The scene at the bottom was not unlike what Seth’s fancy had painted it, adding the terrible novelties of the night to a spot he had known from boyhood. Half-shaded even in the noon sunlight by overhanging branches from the towering, perpendicular sides of the glen, the miniature valley lay, a narrow stretch of poor, close-cropped grass, with the spiral, faded mullein stalks, the soft brown clumps of brake, the straggling, bloomless thistles, and even some tufts of glowing golden-rod, which push their way into unfrequented pasture-lands and encompass their sterility. The stream, which once had been a piscatorial glory of the section, but now, robbed of its water and its life by distant clearings, mills and reservoirs, wandered sadly and shallowly on an unnoted course, divided itself here to skirt each side of the gulf with a contemptible rivulet—the two coming together abruptly at the mouth of the low stone culvert, and vanishing into its dark recesses, above which rose, sloping steeply, the high embankment of the road traversing the ravine.
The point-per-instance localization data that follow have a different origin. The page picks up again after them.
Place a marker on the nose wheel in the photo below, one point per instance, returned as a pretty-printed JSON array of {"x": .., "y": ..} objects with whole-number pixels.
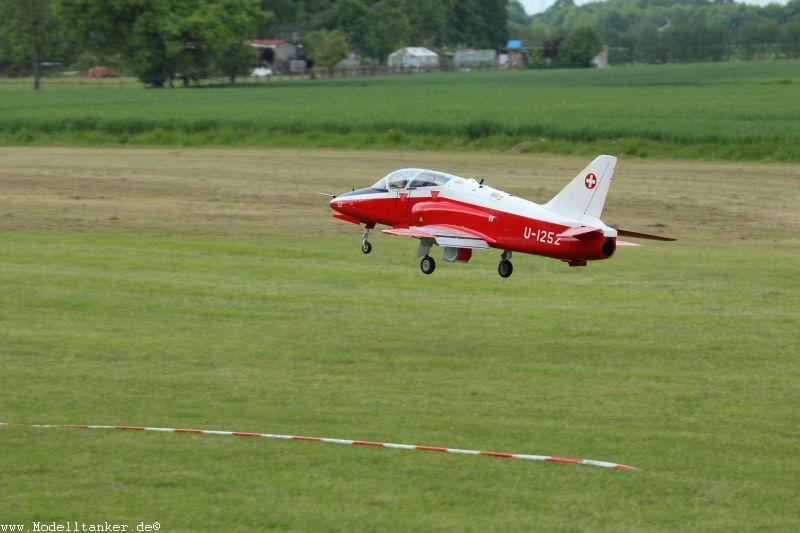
[
  {"x": 366, "y": 246},
  {"x": 505, "y": 268},
  {"x": 427, "y": 265}
]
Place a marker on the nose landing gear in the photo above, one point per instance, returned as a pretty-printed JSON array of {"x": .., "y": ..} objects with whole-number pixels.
[
  {"x": 505, "y": 268},
  {"x": 366, "y": 246},
  {"x": 427, "y": 265}
]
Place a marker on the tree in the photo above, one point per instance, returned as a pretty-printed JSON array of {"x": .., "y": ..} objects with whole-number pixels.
[
  {"x": 31, "y": 32},
  {"x": 327, "y": 47},
  {"x": 167, "y": 39},
  {"x": 236, "y": 60},
  {"x": 580, "y": 47}
]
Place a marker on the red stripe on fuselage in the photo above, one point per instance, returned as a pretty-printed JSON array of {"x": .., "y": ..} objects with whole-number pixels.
[{"x": 507, "y": 231}]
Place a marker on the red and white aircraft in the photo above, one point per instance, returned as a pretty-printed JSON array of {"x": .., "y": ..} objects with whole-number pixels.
[{"x": 462, "y": 215}]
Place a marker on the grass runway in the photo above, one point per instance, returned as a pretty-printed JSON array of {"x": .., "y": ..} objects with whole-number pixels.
[{"x": 212, "y": 289}]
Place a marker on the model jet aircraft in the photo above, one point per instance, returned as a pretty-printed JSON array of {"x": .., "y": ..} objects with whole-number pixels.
[{"x": 462, "y": 215}]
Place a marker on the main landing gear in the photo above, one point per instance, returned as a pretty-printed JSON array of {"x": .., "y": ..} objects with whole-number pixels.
[
  {"x": 427, "y": 265},
  {"x": 366, "y": 246},
  {"x": 505, "y": 268}
]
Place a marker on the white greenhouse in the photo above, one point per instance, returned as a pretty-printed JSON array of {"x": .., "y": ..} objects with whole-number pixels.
[{"x": 413, "y": 57}]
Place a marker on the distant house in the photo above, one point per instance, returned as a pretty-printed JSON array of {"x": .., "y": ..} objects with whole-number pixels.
[
  {"x": 513, "y": 55},
  {"x": 275, "y": 54},
  {"x": 474, "y": 58},
  {"x": 98, "y": 72},
  {"x": 413, "y": 57}
]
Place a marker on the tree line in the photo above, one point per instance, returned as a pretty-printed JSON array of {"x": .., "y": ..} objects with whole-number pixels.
[
  {"x": 663, "y": 31},
  {"x": 168, "y": 41}
]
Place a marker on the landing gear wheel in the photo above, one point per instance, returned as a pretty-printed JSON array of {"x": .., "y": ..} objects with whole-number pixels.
[
  {"x": 427, "y": 265},
  {"x": 505, "y": 268}
]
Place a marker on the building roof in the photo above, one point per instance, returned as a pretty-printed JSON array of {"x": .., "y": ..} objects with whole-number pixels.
[
  {"x": 264, "y": 43},
  {"x": 415, "y": 51}
]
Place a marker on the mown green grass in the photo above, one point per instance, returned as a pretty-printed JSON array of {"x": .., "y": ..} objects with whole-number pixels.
[
  {"x": 740, "y": 111},
  {"x": 222, "y": 296}
]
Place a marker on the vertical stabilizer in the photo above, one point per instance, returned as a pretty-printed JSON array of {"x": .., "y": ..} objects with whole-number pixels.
[{"x": 586, "y": 193}]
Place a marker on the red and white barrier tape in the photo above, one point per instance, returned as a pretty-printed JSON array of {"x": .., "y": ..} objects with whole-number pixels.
[{"x": 547, "y": 458}]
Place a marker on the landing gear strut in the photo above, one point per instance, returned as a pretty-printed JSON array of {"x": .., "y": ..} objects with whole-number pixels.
[
  {"x": 427, "y": 265},
  {"x": 366, "y": 246},
  {"x": 505, "y": 268}
]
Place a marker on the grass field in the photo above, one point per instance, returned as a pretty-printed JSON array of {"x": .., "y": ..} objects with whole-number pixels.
[
  {"x": 211, "y": 289},
  {"x": 736, "y": 111}
]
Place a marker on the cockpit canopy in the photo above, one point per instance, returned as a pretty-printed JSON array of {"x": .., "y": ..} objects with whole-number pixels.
[{"x": 412, "y": 178}]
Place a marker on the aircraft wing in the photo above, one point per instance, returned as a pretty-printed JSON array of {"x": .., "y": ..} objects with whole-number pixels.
[{"x": 452, "y": 236}]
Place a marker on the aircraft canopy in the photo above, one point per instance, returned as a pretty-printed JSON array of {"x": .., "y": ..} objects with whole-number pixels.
[{"x": 412, "y": 178}]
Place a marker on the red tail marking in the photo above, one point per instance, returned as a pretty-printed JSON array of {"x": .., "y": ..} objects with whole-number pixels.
[{"x": 626, "y": 467}]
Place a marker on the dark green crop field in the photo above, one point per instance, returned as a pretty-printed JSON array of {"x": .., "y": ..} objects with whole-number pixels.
[
  {"x": 212, "y": 289},
  {"x": 737, "y": 111}
]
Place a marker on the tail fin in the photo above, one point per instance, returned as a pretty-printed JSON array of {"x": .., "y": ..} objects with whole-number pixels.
[{"x": 586, "y": 193}]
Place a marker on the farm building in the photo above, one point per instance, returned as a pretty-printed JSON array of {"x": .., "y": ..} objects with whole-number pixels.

It was over this embankment that horses, carriage and owner had precipitately pitched; it was at its base, on the swail and gravel of the stream’s edge, that the wreck lay, surrounded by a little knot of men. Vertical gashes in the earth down the bank, with broken branches and tom roots, marked the awful track of the descent; the waters of the brook to the right, dammed by the body of the horse killed in the fall, had overflowed the sands and made muddy rivulets across to the culvert.
The Coroner turned with obvious vexation at the sound of the brothers’ approach. “I thought I give word—” he began; then, recognizing the newcomers, added, without altering his peremptory, officious tone: “It’s all right; you can come now, if you want to. The gentlemen of the jury have completed their labors for the present. I was on the pint of adjourning the ink-west.”
The brothers joined the jurors, and dumbly surveyed the spectacle at their feet. One of the grays lay across the rivulet; the other, more recently dead, was piled awkwardly upon its mate’s neck and shoulders, in an unnatural heap. The front portions of the buggy, scratched but not smashed, were curiously reared in the air, by reason of the pole being driven deep into the soft earth, between the horses; the rear wheels and the seat, broken off and riven by the violence of the shock, were imbedded in the marsh underneath. On the higher ground, close in front of the brothers, lay something decorously covered with horse-blankets, which they comprehended with a sinking of the heart.
“He lay in theer, part under the hind wheels ’n’ part under the nigh hoss,” explained the Coroner, with dignity. “The fall was enough to brek his neck twenty times over, let alone the hosses may’ve kicked him on the way down. We hev viewed the remains, ’n’ we’ve decided—
“We ain’t decided nothin’!” broke in one of the jurors, a serious, almost grim-faced farmer, with a bushy collar of gray whiskers framing his brown square jaw. “How kin we decide till we’ve heerd some evidence, ’n’ before the ink-west is threw with?”
“There’s some men’d kick if they was goin’ to be hung. Did I say we’d arrived at a verdict? What I mean is we’ve agreed to adjourn the ink-west now till arter the funeral.”
“Well, why daon’t yeh say what yeh mean, then?” rejoined the objecting juror. “They can’t no cor’ner make up my verdict fur me, ’n’ you’ll fine it aout, tew.”
“The more fool me fur panelin’ yeh!” was the Coroner’s comment.